Bagian XVIII

11 0 0
                                    

Kejar setoran

Jatah untuk make up mencapai total tiga jutaan, bayar kontrak rumah, jitaan pula pertahunnya, biaya sekolah juga pada kisaran sama, beli susu si buyung, biaya hidup sisa secukupnya, sebab bisa saja Pinkan menahan liurnya, demi untuk menjaga pada bercukupan. Belum biaya lain-lain yang tak terduga, ketika sakit dan untung ada BPJS,  itupun lama mengurusnya, dan pelayanan ketika menggunakan kartu miskin, akan tertangani apa adanya. Seperti tanpa ada koordinasi atau secara lengkap MOU pada pihak pemberi mandat surat dan kartu, dengan pihak rumah sakit yang seting menjadi persoalan yang juga amat klasik. "Pinkan" Harus memenuhi segalanya, termasuk biaya perawatannya yang hampir setiap saa: berapa banyak gincu, bedak bermerk, pensil alis, parfum mahal, Be-ha yang juga mumpuni harganya, celana dalam tipis bermotif eksotik, gaun pemikat. berapa lagi yang tersisa terselip di belahan buah dadanya? Hanya sepekan bertahan hidup dan membayar langganan ojek,  atau biaya taxinya ke tempat kehidupan yang menjarahnya tanpa sungkan dan ampun.

Siang menyambutnya, merekahkan senyuman palsu keluar dari kamar, dengan  di sertai lelaki tambun yang tadinya telah lama menunggu antrian sesama tamu lain yang bolos dan berbohong pada istri dan di kantnya.

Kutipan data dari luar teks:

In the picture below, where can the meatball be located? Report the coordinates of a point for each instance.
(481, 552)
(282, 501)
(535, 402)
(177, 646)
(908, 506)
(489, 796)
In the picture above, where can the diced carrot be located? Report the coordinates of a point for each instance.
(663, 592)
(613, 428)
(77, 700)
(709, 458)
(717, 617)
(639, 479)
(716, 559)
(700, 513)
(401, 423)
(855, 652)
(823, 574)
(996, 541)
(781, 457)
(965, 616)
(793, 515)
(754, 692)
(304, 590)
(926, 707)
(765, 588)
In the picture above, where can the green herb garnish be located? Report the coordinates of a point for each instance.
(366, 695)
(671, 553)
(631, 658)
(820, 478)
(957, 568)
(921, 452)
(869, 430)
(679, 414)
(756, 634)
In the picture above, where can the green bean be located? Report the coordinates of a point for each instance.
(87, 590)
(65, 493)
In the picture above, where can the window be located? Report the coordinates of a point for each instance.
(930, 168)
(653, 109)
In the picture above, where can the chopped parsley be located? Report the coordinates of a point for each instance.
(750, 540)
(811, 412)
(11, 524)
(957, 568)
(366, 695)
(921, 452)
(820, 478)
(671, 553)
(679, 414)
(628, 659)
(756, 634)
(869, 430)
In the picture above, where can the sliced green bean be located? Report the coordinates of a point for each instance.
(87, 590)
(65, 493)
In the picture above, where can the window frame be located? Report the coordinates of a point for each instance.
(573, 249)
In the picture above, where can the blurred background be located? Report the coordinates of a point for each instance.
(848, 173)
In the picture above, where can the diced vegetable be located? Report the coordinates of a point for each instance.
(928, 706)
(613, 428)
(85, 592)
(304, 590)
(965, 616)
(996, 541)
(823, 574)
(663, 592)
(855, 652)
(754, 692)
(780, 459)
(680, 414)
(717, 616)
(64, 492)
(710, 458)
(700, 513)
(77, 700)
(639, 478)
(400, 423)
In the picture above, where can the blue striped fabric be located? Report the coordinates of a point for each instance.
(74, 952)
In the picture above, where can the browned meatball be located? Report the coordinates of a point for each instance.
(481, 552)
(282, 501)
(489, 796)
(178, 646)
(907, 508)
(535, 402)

Berlalu dan setor ke mucikari yang berdandan menor menutupi usianya yang betah menunggu lembaran nafsu di gemgamannya. Pinkan kembali ke kamar ganti dan menekuni wajahnya dalam cermin, sambil menghapus bekas ciuman lelaki yang telah bercukur di bibir dan pipinya yang halus. "Maafkan saya Danu" Lirih membawanya tertegun memandangi wajahnya, kau begitu baik untuk kukhianati. Tetapi kau tak perlu tahu pula alasan dan bagaimana gejolak itu berawal, kepergian selama beberapa hari ini, menyelesaikan keterasinganku di mata keluarga. Mereka mencariku hanya untuk merelakan pembagian harra orang tuaku kepada saudara kakak tertuanya. Mereka tak pernah menanyakan nasib dan anak-anakku. Mereka merasa saya bukan dari bagian keluarganya dengan profesiku ini. Mereka seakan menghapusku dari daftar keturunan dari keluarga terdekat. Mereka telah membuangku. "Aku tak mau, kau juga akan membuangku seperti lelaki yang menikahiku dulu. Dan tidak mau lasa pusaran tidak mau, kau dalam masalah sosial yang masyaralat stigmakan kepadamu, karena aku..."Air matanya jatuh berderai, isaknya tertahan,  dalam waktu beberapa menit Pinkan merasakan air matanya, mengalir bagai derai do tengah badai. "Entah sampai kapan, akan terpecahkan pada sebuah teka teki kehidupan ini.